In fact, an "explicit" formula for $\sum_{r=0}^{n}r^k\binom{n}{r}^2$ (assuming $n,k$ are nonegative integers with $k$ fixed, and under the agreement of $0^0=1$) can be obtained using Stirling numbers of the second kind.
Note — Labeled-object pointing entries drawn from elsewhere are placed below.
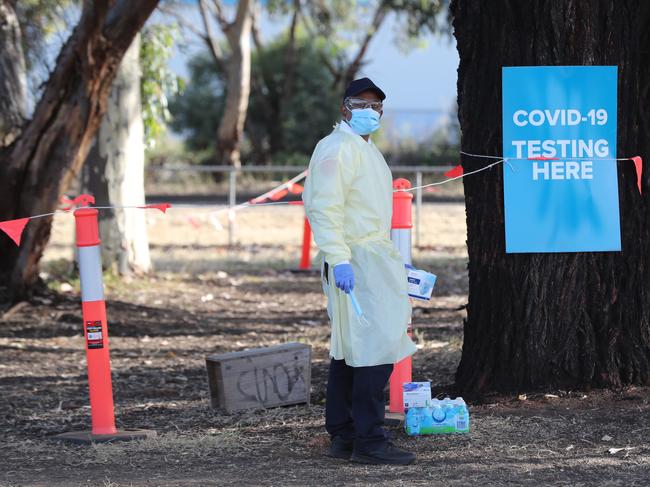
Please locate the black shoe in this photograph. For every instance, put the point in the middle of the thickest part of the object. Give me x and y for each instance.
(386, 454)
(340, 448)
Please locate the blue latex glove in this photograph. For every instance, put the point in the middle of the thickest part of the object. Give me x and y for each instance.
(344, 277)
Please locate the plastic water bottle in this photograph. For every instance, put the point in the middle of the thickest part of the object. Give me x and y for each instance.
(440, 416)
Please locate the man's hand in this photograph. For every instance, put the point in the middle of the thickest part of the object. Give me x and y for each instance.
(344, 277)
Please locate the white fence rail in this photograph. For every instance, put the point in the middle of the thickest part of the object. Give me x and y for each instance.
(233, 172)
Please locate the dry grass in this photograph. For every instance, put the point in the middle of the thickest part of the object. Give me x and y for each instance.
(209, 299)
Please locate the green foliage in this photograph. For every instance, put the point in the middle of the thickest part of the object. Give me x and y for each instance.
(158, 82)
(196, 112)
(280, 126)
(39, 21)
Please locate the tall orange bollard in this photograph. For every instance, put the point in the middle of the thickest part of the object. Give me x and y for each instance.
(401, 236)
(305, 260)
(96, 336)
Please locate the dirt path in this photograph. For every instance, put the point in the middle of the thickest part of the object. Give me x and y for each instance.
(161, 330)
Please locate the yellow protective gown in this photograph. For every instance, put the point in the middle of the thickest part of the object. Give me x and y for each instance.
(349, 203)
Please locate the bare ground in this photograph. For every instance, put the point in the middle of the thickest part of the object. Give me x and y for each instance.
(208, 299)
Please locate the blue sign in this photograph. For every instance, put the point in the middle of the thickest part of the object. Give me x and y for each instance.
(559, 143)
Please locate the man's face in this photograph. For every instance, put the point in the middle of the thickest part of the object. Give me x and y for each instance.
(357, 102)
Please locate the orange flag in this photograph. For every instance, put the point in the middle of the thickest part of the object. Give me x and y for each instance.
(455, 172)
(14, 228)
(638, 165)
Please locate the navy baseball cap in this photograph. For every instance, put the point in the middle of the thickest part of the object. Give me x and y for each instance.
(358, 86)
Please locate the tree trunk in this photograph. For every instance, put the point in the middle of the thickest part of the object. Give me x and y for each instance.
(13, 75)
(114, 171)
(231, 127)
(37, 168)
(571, 320)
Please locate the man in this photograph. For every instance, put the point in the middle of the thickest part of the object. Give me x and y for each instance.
(348, 200)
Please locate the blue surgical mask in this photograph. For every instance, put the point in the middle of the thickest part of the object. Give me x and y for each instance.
(364, 121)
We use the identity from the linked article, written as $$r^k=\sum_{s=0}^{k}{k\brace s}(r)_s=\sum_{s=0}^{k}s!{k\brace s}\binom{r}{s},$$ which gives $$\sum_{r=0}^{n}r^k\binom{n}{r}^2=\sum_{s=0}^{k}s!{k\brace s}\sum_{r=s}^{n}\binom{r}{s}\binom{n}{r}^2$$ (the lower limit of $r=\color{red}{s}$ justified by $\binom{r}{s}=0$ if $r<s$); now $\binom{r}{s}\binom{n}{r}=\binom{n}{s}\binom{n-s}{r-s}$ hence $$\sum_{r=0}^{n}r^k\binom{n}{r}^2=\sum_{s=0}^{k}s!{k\brace s}\binom{n}{s}\sum_{r=s}^{n}\binom{n}{r}\binom{n-s}{r-s}.$$ And the inner sum is computed using Vandermonde identity: it is $$\sum_{r=s}^{n}\binom{n}{n-r}\binom{n-s}{r-s}=\sum_{r=0}^{n-s}\binom{n-s}{r}\binom{n}{n-s-r}=\binom{2n-s}{n-s},$$ giving finally $$\color{blue}{\sum_{r=0}^{n}r^k\binom{n}{r}^2=}\sum_{s=0}^{k}s!{k\brace s}\binom{n}{s}\binom{2n-s}{n-s}\color{blue}{=\sum_{s=0}^{\min\{k,n\}}{k\brace s}\frac{(2n-s)!}{(n-s)!^2}.}$$
For $k=4$ and $n>1$, taking out $\frac{(2n-4)!}{(n-1)!(n-2)!}$, we're left with $n^2(n^3+n^2-3n-1)$ as claimed.